Most of the RNA viruses carry out their cycles in the cytoplasm, away from the required machinery for writing and erasing m^{6}A modifications which are housed in the nucleus. For DNA viruses, that cycle in the nucleus with direct access to said machinery, no clear general positive or negative regulatory role can be attributed to m^{6}A modifications. In the simian virus and hepatitis B viruses, different m^{6}A reading complexes were shown to have different roles in regulation with some having a conserved positive role and others having a neutral or negative effect on replication.

=== O-methylation ===
This modification involves the addition of a methyl group to the 2' hydroxyl (-OH) group of the ribose sugar of RNA molecules. In contrast with the m^{6}A modification, it is the ribose sugar, a part of the backbone rather than the base that is altered. It is present in various kinds of cellular RNA, providing coding and structural support. 2-O-methylation of viral RNA is often accompanied by the addition of an inverted N-7methylguanosine to the 5' end on the phosphate group. These modifications regulate important functions of viral RNA such as metabolism and immune system interactions.
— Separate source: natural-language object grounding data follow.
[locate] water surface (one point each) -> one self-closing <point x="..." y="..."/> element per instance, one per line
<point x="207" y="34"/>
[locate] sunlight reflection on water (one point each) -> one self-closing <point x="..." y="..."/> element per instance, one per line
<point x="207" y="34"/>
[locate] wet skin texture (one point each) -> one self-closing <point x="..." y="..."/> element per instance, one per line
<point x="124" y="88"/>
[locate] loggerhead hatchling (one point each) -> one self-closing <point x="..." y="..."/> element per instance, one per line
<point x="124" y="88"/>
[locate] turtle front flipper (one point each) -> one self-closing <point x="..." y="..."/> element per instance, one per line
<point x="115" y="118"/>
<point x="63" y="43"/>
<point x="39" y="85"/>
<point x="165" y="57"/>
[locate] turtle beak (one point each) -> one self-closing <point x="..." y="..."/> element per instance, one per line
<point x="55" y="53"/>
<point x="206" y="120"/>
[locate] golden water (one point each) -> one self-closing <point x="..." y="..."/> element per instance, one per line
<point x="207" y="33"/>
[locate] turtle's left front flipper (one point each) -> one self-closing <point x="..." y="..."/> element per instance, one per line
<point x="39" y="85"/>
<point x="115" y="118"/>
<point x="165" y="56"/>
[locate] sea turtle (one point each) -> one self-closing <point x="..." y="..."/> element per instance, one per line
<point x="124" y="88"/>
Different viruses have their mechanisms for acquiring this modification. Cytoplasmic RNA viruses like flaviridae and coronaviruses encode the required to catalyze cap formation reactions, with some needing one enzyme for the 5' cap and 2-O-methylation while others require two enzymes like poxviruses. Others, like influenza virus can hijack the methylguanosine caps from host cell mRNA and be preferentially translated.
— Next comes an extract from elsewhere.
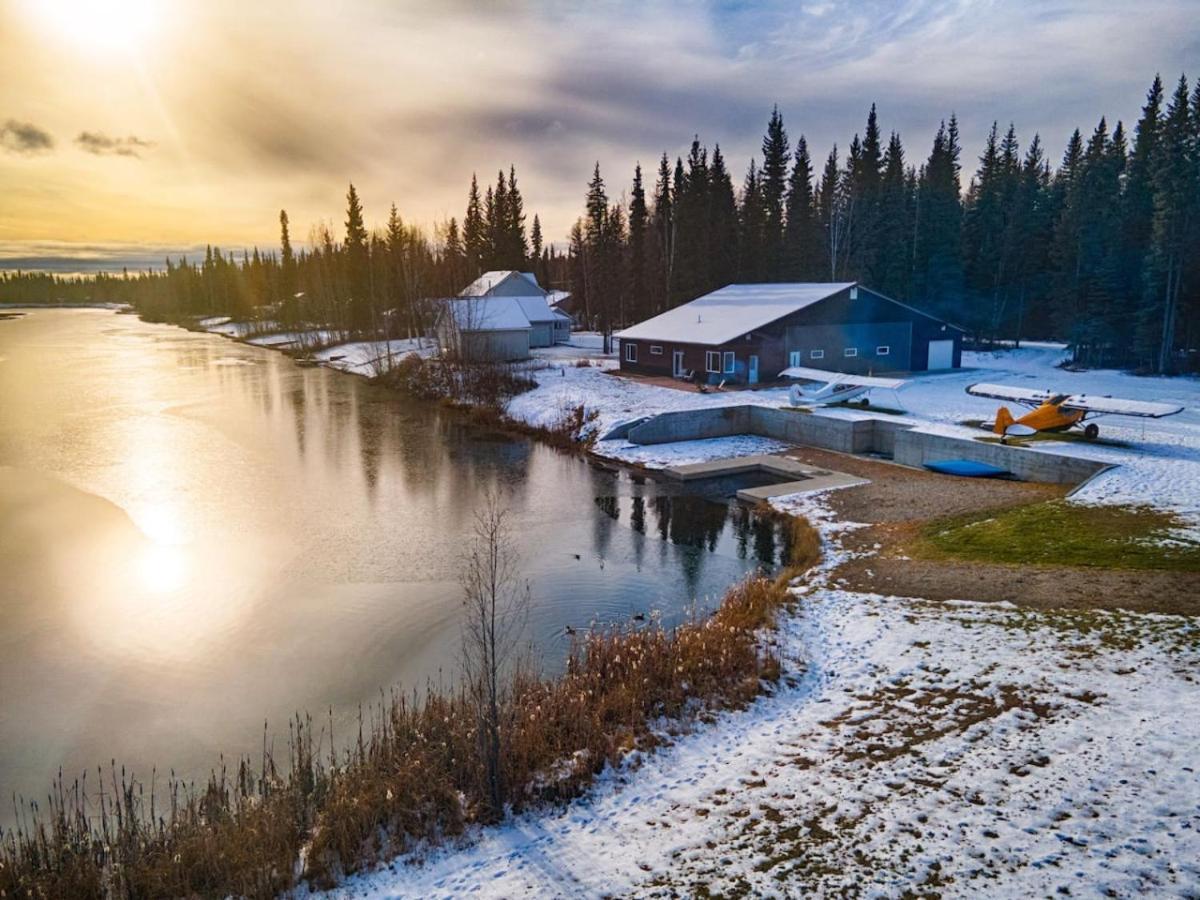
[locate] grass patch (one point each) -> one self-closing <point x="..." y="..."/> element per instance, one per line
<point x="1061" y="533"/>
=== 5-methylcytidine (m^{5}C) ===
One viral epitranscriptome modification that has been identified is the 5-methylcytidine (m^{5}C). HIV-1 and MLV transcriptomes contain elevated levels of these residues by approximately 14-30 fold when compared to a cell's normal levels. NSUN2 is the complex that codes the cytidine methyltransferases credited with m^{5}C formation in cells and amplification in viral epitranscriptomes. The NSUN2 affects the translational aspect of the mRNA in the viral cells, boosting the expression of the viral genome. It has also been found that the m^{5}C alters the splicing pattern and locations in the viral transcriptome. This affected the HIV-1 transcript in both early and late infection.

== Immune system ==
Viral RNA modifications play important roles in interactions with the immune system of host cells. The m^{6}A modification of viral RNAs allows for the viruses to escape recognition by the retinoic acid inducible gene-I receptor (RIG-I), in the type 1 IFN response, a crucial pathway of innate immunity. 5' N-7methylguanisone capping and 2-O-methylation also play vital roles for the viral infections. The cap structures help viral RNA to blend in among modified cellular mRNA and avoid triggering immune response systems.